Why Emacs remote editing is janky and potential ways to fix it

I've recently been experimenting with editing remote files with Emacs over SSH. Emacs has a special module called TRAMP that abstracts special "filesystems" and allows Emacs to not care where the file is located. You can just edit the file as if it was local, or traverse directories, run commands etc.

In many cases, authors of plugins such as Magit (git UI) or Eglot (LSP client) don't need to do significant work to make sure their plugins work over the remote connections. They only need to use make-process function, which will start the command they want to run either locally or remotely depending on the location of current open file.

If you try using this kind of remote editing yourself, you'll find that there's a noticeable delay when executing commands this way. But if you go directly over SSH in a terminal the delay is negligible. So clearly something is not quite right with the TRAMP implementation. And also a certain combination of plugins may lead to subtle corruption in the TRAMP logic.

The problem with latency

Digging in the tramp-sh.el (the implementation of the TRAMP SSH methods) was illuminating, because I think I understand now how it works. Every time you run make-process, tramp would allocate a temporary buffer for the command and run that command over ssh by executing ssh -o ControlMaster=... <user>@<host> <command>. It means that for every command you end up executing the SSH client again. As you can see, we have the ControlMaster option, which makes things better by not forcing the SSH client to reestablish the connection every time, instead reusing the existing one.

The re-launching of the ssh client is still problematic, because depending on the ssh configuration it may require initializing things like PAM modules and in practice on some machines I see it take 0.2 seconds on average. And of course that adds latency to every emacs action.

Race conditions in the primary tramp session

The make-process is not the only mechanism for running commands though. For a lot of operations, there's a dedicated shell opened in a background which is used to query directory contents, executable paths, and so on. The associated buffer will be named something like *tramp/ssh <hostname>*. It has an associated process (ssh <user>@<host> /bin/sh) and the commands are sent there with proces-send-string.
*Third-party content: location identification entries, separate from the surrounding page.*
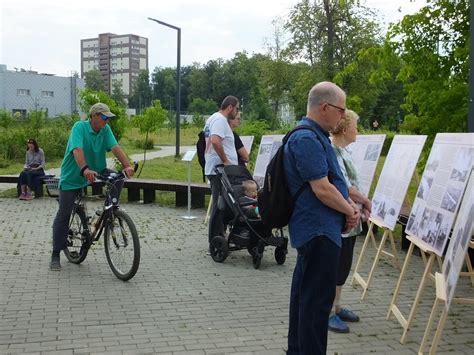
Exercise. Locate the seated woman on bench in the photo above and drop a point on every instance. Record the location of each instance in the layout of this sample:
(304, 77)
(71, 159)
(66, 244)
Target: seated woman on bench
(30, 177)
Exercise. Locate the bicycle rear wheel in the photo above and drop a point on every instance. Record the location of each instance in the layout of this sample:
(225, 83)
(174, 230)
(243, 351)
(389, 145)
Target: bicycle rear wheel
(122, 247)
(77, 244)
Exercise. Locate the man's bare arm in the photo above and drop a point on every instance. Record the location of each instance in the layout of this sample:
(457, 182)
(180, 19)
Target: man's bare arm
(216, 142)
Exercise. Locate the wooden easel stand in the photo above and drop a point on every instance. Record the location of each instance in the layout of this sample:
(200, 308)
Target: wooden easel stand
(380, 250)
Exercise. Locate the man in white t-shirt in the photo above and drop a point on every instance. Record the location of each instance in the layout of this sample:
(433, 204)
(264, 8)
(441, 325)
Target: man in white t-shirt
(220, 149)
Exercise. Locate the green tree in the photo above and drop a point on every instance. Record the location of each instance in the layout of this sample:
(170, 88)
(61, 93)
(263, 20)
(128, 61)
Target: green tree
(205, 107)
(150, 121)
(94, 80)
(371, 85)
(329, 33)
(434, 45)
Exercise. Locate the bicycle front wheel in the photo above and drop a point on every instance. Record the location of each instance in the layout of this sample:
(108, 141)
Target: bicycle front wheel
(122, 247)
(77, 242)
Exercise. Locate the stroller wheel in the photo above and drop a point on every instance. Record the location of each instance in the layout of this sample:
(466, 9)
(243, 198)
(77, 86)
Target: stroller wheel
(219, 249)
(280, 255)
(256, 260)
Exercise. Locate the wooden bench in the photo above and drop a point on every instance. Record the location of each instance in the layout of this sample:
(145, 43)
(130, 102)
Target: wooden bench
(149, 187)
(5, 179)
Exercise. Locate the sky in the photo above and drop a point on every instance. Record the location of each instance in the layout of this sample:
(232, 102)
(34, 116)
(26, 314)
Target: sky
(44, 35)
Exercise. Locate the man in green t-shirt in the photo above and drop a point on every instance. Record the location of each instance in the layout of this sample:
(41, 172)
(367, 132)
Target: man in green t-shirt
(84, 157)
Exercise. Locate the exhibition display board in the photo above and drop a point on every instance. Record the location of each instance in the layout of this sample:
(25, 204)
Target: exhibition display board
(268, 147)
(365, 152)
(387, 201)
(431, 218)
(447, 280)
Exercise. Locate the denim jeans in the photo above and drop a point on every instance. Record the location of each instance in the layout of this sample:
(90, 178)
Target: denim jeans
(66, 205)
(312, 294)
(215, 220)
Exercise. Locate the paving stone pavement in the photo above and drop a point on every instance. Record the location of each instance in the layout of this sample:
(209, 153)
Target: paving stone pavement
(180, 301)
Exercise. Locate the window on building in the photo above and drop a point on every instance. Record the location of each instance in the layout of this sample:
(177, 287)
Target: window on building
(47, 93)
(23, 92)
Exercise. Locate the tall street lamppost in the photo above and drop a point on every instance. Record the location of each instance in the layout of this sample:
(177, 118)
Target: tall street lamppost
(178, 78)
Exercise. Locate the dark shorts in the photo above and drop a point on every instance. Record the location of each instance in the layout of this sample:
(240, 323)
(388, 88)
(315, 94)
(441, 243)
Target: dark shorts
(345, 259)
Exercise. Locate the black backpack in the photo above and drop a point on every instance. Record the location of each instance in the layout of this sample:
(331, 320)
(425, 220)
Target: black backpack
(275, 203)
(201, 149)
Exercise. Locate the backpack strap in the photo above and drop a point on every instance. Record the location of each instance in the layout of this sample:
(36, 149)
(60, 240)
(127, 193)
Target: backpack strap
(285, 140)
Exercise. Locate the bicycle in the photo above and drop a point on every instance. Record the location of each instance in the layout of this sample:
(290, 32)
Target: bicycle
(122, 246)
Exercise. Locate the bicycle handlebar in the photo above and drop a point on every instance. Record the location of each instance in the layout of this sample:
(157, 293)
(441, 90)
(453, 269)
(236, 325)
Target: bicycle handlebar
(114, 177)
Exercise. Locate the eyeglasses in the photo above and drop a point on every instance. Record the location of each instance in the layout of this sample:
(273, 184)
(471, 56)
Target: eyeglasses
(342, 110)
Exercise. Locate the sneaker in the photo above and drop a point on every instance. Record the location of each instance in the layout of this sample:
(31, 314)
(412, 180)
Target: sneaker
(55, 263)
(337, 325)
(347, 315)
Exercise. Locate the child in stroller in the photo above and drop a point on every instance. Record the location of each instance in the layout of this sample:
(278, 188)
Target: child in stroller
(236, 226)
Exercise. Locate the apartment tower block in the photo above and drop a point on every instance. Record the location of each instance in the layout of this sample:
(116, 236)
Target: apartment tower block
(117, 57)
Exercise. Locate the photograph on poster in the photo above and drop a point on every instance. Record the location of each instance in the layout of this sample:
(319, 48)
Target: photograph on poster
(265, 149)
(414, 219)
(451, 198)
(442, 234)
(462, 164)
(372, 152)
(424, 188)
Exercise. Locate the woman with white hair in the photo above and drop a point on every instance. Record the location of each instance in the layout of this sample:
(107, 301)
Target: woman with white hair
(344, 134)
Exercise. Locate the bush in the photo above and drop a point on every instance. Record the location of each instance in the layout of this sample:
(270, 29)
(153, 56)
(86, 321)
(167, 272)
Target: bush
(255, 128)
(142, 144)
(388, 140)
(53, 140)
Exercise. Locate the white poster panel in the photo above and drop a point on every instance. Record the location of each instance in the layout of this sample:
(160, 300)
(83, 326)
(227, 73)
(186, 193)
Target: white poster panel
(268, 147)
(365, 152)
(457, 249)
(395, 177)
(441, 189)
(247, 142)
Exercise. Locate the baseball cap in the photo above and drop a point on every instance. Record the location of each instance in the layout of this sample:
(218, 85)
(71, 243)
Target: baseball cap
(101, 108)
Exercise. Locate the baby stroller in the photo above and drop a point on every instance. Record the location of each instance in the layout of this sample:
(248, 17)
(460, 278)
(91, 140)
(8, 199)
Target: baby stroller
(232, 229)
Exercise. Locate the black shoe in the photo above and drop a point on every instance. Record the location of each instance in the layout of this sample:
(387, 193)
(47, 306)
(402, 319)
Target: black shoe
(55, 263)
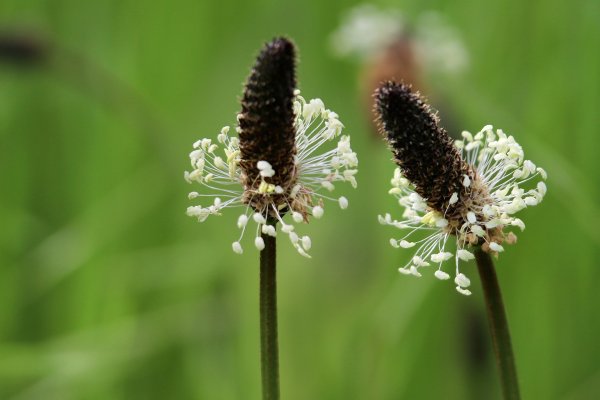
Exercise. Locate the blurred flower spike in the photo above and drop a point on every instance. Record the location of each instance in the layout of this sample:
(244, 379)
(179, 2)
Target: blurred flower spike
(467, 190)
(366, 31)
(280, 163)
The problem with process-send-string is that it's not "reentrant". It means that if a timer triggers sending a command via this method while another command is being processed, the results are surprising. Here's roughly what it does:

;; Clean up the buffer.  We cannot call `erase-buffer' because
;; narrowing might be in effect.
(let ((inhibit-read-only t)) (delete-region (point-min) (point-max)))
...
;; This must be protected by the "locked" property.
(with-tramp-locked-connection p
    ...
    )
...

As you can see, the buffer cleanup is not protected by a lock, so in case of reentrant process-send-string, another command will potentially destroy part of the output of whichever command came first. This is not an abstract problem: in fact, if you enable any advanced completion framework like Corfu and try to run commands in eshell, you'll reproduce it pretty quickly. This is because Corfu uses timers to collect completion candidates in background to not lock the user input.

Potential solution

I'd say that many processes started up by emacs on remote machines don't need to be allocated their own SSH session. Especially if they don't need a TTY. What we could do instead is make the primary tramp ssh session be able to multiplex multiple parallel commands at once. This can be done by starting a Python or Perl program on the remote side which will spawn processes when it receives a command via stdin to do so. The command will contain a unique number associated with a particular call, and every line from that process will be prefixed with the number. The receiver will then know how to differentiate which output line is from which program.

This multiplexer program can also implement the base set of commands that tramp needs, such as listing files, getting file properties, and so on. Just to avoid the extra bash calls and parsing overhead.

The protocol of the multiplexer may be as follows:

1 run-text wc -l
1 stdin foo\n
1 stdin bar\n
1 stdin baz\n
1 stdin-close

The server will respond with:

1 stdout 3\n
1 stdout-close
1 exit 0

The 1 in the beginning of each line corresponds to the prefix sent at the initial run-text. If you were to run this with run-bin, the stdin and stdout lines will need to be base64-encoded and chunked. On the Emacs side, these lines can be read back, and distributed across individual process buffers.